Cheetah urine on the curtains, a baby rhino knocking you off your chair and the family’s pet hyena trying to eat you are not the problems of a typical North Carolina student athlete, but they are for field hockey player Samantha Travers, a native of Harare, Zimbabwe.
Travers’ family runs an 11,000-acre game preserve, Imire Safari Ranch, where her parents, conservationists John and Judy Travers, breed endangered species, including black rhinoceros. Recently, Animal Planet filmed a show called “There’s a Rhino in My House” featuring the Travers family.

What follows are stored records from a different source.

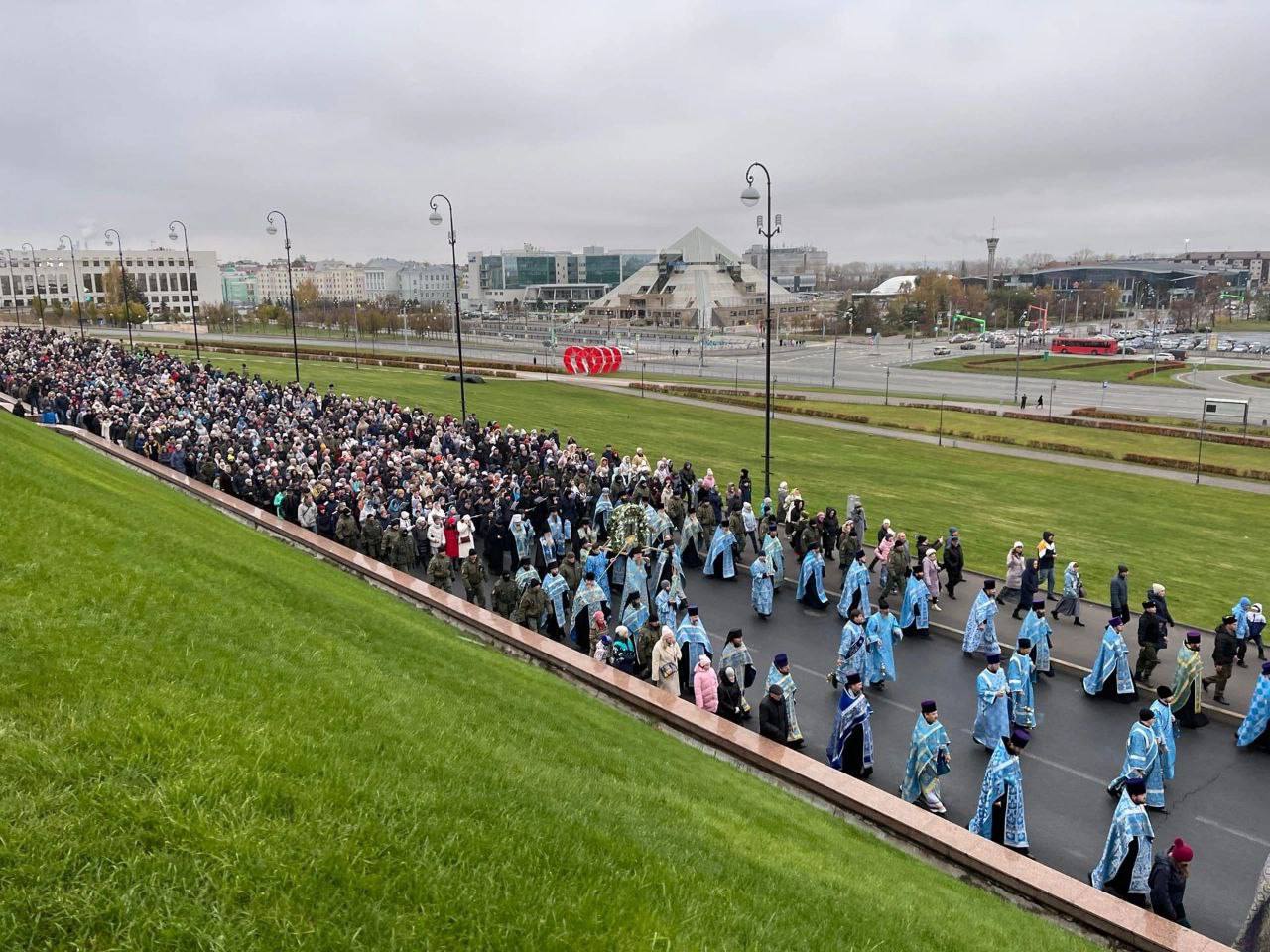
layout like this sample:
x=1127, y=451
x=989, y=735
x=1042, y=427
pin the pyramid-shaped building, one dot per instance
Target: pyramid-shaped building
x=698, y=282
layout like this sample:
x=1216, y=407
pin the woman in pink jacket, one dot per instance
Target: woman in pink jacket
x=705, y=685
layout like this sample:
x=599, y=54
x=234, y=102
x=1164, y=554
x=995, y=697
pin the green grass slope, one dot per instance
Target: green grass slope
x=213, y=742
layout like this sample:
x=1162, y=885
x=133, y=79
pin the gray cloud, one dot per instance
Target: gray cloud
x=892, y=130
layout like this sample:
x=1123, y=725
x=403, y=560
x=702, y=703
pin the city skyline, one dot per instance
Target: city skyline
x=892, y=134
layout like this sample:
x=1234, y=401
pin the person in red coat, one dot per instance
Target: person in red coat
x=452, y=540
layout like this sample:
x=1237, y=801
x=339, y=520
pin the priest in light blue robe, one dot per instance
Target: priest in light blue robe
x=1000, y=814
x=980, y=626
x=775, y=556
x=992, y=705
x=635, y=612
x=1142, y=761
x=929, y=760
x=851, y=649
x=636, y=578
x=720, y=561
x=1110, y=675
x=915, y=611
x=694, y=642
x=522, y=534
x=811, y=579
x=761, y=585
x=597, y=563
x=1166, y=729
x=855, y=588
x=1252, y=731
x=851, y=742
x=881, y=633
x=780, y=674
x=1023, y=687
x=1037, y=630
x=1124, y=867
x=603, y=511
x=556, y=588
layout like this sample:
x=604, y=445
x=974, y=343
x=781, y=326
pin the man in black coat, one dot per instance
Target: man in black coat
x=772, y=721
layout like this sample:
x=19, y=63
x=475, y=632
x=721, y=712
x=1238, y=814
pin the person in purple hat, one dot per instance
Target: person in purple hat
x=1000, y=815
x=1111, y=676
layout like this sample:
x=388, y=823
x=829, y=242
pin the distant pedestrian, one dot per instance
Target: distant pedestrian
x=1072, y=594
x=953, y=561
x=1047, y=552
x=1224, y=648
x=1169, y=883
x=1151, y=642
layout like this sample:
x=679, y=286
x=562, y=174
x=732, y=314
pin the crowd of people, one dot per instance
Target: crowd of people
x=595, y=549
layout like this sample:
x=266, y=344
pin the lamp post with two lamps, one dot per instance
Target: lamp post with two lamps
x=271, y=229
x=749, y=198
x=13, y=286
x=123, y=281
x=458, y=324
x=79, y=302
x=35, y=280
x=190, y=281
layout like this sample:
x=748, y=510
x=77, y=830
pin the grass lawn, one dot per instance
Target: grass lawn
x=213, y=742
x=1065, y=367
x=980, y=426
x=1250, y=380
x=1170, y=532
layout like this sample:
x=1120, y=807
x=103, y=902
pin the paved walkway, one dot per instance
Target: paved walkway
x=952, y=442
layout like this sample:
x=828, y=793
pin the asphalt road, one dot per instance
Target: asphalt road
x=1075, y=753
x=855, y=365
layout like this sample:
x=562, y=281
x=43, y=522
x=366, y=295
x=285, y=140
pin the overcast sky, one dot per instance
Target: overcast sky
x=892, y=130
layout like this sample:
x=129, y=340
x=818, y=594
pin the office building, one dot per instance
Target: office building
x=799, y=268
x=160, y=276
x=498, y=280
x=698, y=282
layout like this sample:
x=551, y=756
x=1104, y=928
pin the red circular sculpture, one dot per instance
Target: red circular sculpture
x=590, y=361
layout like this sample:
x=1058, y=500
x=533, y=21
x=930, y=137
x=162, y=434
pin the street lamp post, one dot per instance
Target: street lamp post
x=13, y=286
x=123, y=281
x=271, y=229
x=1019, y=350
x=749, y=198
x=190, y=280
x=35, y=278
x=79, y=302
x=458, y=322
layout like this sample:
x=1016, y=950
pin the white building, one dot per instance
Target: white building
x=427, y=284
x=698, y=282
x=335, y=281
x=160, y=275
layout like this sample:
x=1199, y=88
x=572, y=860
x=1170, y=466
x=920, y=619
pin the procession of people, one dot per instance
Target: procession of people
x=602, y=551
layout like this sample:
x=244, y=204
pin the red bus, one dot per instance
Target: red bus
x=1083, y=345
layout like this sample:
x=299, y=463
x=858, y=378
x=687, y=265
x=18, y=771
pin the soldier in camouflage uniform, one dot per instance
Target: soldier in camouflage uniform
x=474, y=579
x=507, y=595
x=345, y=529
x=440, y=574
x=534, y=604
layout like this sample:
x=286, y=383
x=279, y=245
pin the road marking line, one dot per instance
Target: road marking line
x=1233, y=833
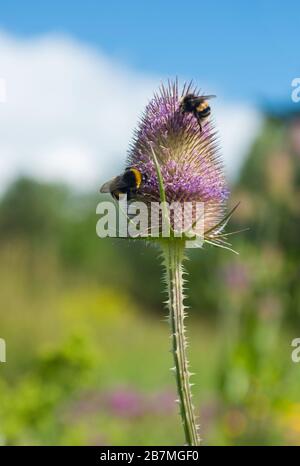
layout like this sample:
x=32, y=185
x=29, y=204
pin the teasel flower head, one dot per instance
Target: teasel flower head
x=189, y=159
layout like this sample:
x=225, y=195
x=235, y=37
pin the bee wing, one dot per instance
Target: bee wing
x=105, y=188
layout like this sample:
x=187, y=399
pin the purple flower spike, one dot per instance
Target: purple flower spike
x=189, y=158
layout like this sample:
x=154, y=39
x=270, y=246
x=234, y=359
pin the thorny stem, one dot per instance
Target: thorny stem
x=173, y=252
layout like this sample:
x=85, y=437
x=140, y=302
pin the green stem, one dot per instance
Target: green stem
x=174, y=254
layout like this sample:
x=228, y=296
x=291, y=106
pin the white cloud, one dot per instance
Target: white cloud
x=70, y=111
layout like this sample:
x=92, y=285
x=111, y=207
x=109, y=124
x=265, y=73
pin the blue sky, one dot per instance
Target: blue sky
x=250, y=51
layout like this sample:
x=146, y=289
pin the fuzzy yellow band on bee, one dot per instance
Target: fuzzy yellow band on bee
x=202, y=106
x=138, y=176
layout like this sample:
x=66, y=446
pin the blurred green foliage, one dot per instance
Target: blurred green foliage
x=87, y=348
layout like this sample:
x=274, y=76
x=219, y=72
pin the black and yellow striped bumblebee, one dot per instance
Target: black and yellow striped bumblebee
x=197, y=105
x=128, y=183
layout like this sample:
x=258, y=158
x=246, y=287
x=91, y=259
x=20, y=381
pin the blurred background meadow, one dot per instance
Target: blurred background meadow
x=87, y=347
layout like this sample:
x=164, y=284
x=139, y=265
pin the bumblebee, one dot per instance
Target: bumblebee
x=128, y=183
x=197, y=105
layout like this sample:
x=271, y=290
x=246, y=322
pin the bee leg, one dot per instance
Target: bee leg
x=199, y=123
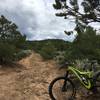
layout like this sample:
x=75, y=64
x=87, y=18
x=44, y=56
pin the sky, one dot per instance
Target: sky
x=36, y=19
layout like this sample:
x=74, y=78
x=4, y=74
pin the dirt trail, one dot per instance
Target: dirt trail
x=28, y=80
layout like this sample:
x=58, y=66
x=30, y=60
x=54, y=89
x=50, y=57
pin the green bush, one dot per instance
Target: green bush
x=6, y=52
x=22, y=54
x=47, y=51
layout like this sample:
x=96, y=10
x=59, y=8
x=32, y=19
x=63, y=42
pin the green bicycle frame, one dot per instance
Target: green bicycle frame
x=84, y=77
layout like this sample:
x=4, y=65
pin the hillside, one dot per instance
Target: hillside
x=28, y=80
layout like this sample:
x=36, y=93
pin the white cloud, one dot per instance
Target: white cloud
x=35, y=18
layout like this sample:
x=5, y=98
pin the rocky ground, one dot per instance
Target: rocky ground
x=29, y=79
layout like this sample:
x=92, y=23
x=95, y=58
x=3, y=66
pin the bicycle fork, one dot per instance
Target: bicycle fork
x=64, y=87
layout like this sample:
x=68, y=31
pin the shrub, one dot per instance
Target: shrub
x=22, y=54
x=6, y=52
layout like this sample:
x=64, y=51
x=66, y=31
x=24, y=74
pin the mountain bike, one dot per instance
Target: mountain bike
x=63, y=88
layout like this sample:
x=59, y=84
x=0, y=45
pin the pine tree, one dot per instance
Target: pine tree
x=82, y=19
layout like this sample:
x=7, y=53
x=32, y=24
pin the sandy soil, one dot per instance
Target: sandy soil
x=28, y=80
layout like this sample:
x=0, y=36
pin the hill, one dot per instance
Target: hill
x=29, y=79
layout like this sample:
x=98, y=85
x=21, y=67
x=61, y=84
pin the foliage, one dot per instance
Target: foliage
x=85, y=46
x=22, y=54
x=11, y=40
x=71, y=8
x=6, y=52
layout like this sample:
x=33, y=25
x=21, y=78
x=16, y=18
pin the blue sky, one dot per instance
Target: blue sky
x=36, y=19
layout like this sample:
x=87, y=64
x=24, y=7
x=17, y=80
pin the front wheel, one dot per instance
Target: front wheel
x=61, y=88
x=97, y=82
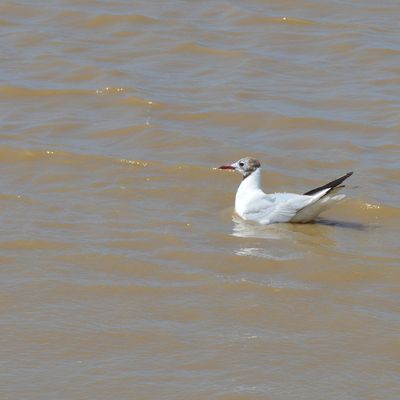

“Coming from Africa is one thing, but coming from the home that I grew up in is another,” Travers said. “By seven o’clock, we’re at the elephant pens dealing with the elephants, maybe I go for an elephant ride… come home for breakfast there’s a warthog, there’s a mongoose on the table.”
Though the endangered rhinos are dehorned, poachers still attack, slaughtering them for what little horn grows back. The Travers adopted an orphaned rhino, Tatenda, whose mother was killed by poachers.
“It’s the kind of thing that you never think will happen to you, so when it did it literally was like losing somebody in your family, my parents were distraught,” Travers said. “We had just lost an entire breeding herd.”
The Travers also adopted two more orphans, a warthog they named Pogs and Tsotsi, a hyena.
Tsotsi became Travers’ parents’ favorite pet, but she and the hyena didn’t get along so well.
Shortly before she came to UNC, Travers took a walk with her parents and Tsotsi attacked her.
Travers’ mother knew something was wrong and immediately told her to take off and run.